There’s a kerfluffle on the ‘net over Susan Walsh’s inept critique of Rollo Tomassi’s infamous male/female SMV vs time graph.
Vox has a pretty good take, and his commenters drive the nail home:
“George Potapov said…
Please. This “mathematician” is so clueless you shouldn’t even argue with her. From not so subtle clues I see that this “statistician” just confused the graphs for a gaussian bell curve distribution http://en.wikipedia.org/wiki/Gaussian_distribution.
Because if those graphs really were the gaussian distributions then
– the areas below them indeed had to be the same
– the male graph, being wider, indeed should have been lowerAnd honestly I couldn’t invent how one could interpret those data as distributions. If the X-axis is age, then Y-axis should have been quantity. But it’s not. Any other ideas?
I suppose the so called scientist hasn’t even read what the axes were marked.”

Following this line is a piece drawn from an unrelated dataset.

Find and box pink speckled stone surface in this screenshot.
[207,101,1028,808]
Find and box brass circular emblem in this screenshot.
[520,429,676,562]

Rollo’s graph shows the impact of age as a factor on m/f SMV. Not normalized attractiveness. To demonstrate this, Imagine that age had no impact on male attractiveness. E.g., men are immortal with a zero birth rate, and all the same age. Then the male graph is 100% over the whole span, because age has no impact. Thus the female statistician’s argument that the areas under both curves must be the same is wrong – yet another demonstration of the disutility of female participation in higher education.
Here is another curve, one the feminists might have better cited to support the feminine imperative:
Of course, the last thing a feminist actually wants is more daylight shed on the sexual marketplace. It’s either obfuscate or pro-woman – ideally both.
The masculinist response to the above graph is, “Sure. Now let’s graph willingness to commit.”